Roger Federer


The Swiss master marks a perfect ending to the 2017 Grass court season with a resounding victory over Croatian Marin Cilic in a 101-minute display of his extraordinary class and supreme elegance, in a tournament which shall widely be regarded as the finest of his career.

“He is playing better than ever,” observes Boris Becker in an interview, minutes after the match. There is no talk of vintage Federer this time. No reminiscences of the his ‘strongest in the sport’ forehands, sharp backhands and almost supernatural footwork and agility of the 2005s, no anecdotes of the time when he was at the top of the rankings for a record period of 302 weeks, or when he won at the All England Club consecutively for five year. He wafted across the hallowed Centre Court across the fortnight, almost like poetry swaying from one end to another, like the summer breeze reigning all over the court and hitting the ball to places unprecedented to the opponent with pinpoint precision. This is the rise of an all new Federer, with the same grace and allurement but the best ever techniques, fluidity, temperament, techniques and, above all, the hunger to win.  As the three generation of Federers bore witness to the culmination of one of the finest runs in the tennis history, Roger further consolidated his claim as the greatest sportsman of all time, not only on the lawn tennis court as he became the first person after Bjorn Born to have won the Wimbledon without having dropped a set across the tournament.

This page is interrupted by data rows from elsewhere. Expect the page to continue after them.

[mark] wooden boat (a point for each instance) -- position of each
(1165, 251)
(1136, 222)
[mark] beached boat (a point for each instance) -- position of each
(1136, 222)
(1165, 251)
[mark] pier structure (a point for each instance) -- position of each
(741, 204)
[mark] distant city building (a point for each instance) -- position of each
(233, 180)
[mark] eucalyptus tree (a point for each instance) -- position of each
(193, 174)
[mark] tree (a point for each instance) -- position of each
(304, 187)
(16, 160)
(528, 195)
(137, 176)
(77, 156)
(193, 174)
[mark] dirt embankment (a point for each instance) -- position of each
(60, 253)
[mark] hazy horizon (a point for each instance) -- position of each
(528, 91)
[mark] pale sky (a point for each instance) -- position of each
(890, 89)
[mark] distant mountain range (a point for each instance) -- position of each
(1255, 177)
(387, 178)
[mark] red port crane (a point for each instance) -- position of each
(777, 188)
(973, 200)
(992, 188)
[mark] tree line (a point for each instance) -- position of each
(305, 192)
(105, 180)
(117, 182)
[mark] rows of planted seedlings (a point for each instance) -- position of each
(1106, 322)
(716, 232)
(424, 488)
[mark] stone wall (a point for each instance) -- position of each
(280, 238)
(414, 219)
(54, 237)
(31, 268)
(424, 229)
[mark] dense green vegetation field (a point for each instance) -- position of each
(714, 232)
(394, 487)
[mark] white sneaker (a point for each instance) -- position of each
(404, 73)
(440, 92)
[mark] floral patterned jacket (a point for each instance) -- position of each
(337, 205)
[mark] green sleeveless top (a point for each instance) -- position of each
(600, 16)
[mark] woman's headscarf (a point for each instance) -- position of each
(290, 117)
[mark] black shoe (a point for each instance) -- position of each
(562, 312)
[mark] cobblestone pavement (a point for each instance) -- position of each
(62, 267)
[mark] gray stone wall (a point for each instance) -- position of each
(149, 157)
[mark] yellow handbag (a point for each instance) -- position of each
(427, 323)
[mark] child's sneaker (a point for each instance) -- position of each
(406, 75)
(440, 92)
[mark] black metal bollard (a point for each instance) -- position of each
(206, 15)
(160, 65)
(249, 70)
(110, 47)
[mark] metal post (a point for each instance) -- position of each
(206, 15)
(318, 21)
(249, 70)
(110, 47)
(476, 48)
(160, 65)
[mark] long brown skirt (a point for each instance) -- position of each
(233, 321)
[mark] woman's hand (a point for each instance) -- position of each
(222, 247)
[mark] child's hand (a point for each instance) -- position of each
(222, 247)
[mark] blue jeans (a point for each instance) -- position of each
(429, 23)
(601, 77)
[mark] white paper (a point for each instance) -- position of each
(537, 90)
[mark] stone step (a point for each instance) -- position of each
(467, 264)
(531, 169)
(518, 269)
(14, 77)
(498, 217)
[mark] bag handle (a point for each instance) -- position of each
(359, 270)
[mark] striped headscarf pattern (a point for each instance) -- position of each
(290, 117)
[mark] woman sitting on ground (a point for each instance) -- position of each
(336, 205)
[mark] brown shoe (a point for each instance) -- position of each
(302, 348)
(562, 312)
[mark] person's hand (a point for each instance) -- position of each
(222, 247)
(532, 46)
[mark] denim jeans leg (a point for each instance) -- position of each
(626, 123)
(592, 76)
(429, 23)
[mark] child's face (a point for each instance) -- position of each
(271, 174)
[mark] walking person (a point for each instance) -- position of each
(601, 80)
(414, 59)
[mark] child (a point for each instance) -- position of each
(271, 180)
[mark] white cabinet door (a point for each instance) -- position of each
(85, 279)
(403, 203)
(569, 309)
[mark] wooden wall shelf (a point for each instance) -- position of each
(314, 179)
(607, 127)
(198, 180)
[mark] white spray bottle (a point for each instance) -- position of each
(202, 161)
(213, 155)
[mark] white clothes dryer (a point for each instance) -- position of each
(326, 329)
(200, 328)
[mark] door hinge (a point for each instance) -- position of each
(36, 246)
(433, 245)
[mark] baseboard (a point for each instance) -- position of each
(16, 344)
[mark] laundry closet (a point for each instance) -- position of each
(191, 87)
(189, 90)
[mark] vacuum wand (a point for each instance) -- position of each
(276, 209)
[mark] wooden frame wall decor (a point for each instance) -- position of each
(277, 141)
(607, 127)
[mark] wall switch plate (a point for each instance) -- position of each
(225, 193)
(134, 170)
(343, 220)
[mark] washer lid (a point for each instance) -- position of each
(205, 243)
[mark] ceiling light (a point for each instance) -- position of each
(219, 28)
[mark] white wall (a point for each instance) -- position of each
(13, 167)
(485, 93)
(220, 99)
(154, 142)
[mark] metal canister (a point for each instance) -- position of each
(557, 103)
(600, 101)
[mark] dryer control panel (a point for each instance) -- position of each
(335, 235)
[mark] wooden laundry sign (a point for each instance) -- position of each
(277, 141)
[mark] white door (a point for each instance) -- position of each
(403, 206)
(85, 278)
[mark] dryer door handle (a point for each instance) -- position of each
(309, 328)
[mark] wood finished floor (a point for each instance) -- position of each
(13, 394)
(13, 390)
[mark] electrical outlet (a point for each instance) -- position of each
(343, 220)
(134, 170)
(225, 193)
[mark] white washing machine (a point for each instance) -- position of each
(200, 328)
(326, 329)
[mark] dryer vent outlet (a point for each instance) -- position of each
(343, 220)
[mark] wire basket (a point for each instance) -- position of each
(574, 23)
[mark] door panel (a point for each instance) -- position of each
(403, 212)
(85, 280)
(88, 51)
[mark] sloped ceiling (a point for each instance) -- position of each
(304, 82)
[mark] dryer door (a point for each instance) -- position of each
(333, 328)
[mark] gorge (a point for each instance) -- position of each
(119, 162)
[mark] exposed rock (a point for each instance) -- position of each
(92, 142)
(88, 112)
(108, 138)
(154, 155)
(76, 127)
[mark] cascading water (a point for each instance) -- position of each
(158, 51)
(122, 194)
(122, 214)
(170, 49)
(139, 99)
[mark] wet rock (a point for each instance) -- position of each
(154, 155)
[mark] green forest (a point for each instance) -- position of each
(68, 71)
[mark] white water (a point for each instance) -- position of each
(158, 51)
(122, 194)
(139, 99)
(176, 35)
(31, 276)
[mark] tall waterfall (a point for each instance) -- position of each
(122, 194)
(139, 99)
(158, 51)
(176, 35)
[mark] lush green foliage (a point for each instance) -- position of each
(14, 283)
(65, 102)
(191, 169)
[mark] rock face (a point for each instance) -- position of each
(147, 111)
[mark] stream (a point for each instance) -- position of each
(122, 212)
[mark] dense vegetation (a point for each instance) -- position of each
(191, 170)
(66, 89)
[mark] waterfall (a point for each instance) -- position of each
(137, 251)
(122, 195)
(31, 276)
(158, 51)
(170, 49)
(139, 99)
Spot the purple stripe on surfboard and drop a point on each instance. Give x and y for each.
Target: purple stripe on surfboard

The final was just an extension of the flawless game he had played across the tournament. Marin Cilic looked a man with a purpose, but with his game imposingly compromised under the shadow of the talismanic presence on the other side of the court. The long serves and forehands were nowhere to be seen, with just one ace in the entire match. He only succumbed to his foot blister, and metaphorically to the Swiss master’s greatness, as Federer gradually crushed the Croatian under his relentlessness, with commanding backhands, demoralising with his regular detours around the net and breaking Cilic’s serve with an ironical brutality. He hit as many as 23 winners to demolish the Croatian resistance 6-3, 6-1, 6-4. His eyes were always on the trophy, right since his first unseeded opponent and right through Milos Raonic and Tomas Berdych, as he assailed their resistances, Cilic only a continuation of the routine proceedings.

This is no resurrection. This is just development. This is just how the almost superhuman of beings redefine the perceptions of perfection, and the world becomes a bit luckier to bear witness to their miracles. As for now, we can not help but fathom what magic is he going to conjure next. What after his 20th Grand Slam at US Open this year? What after he has played beyond 40?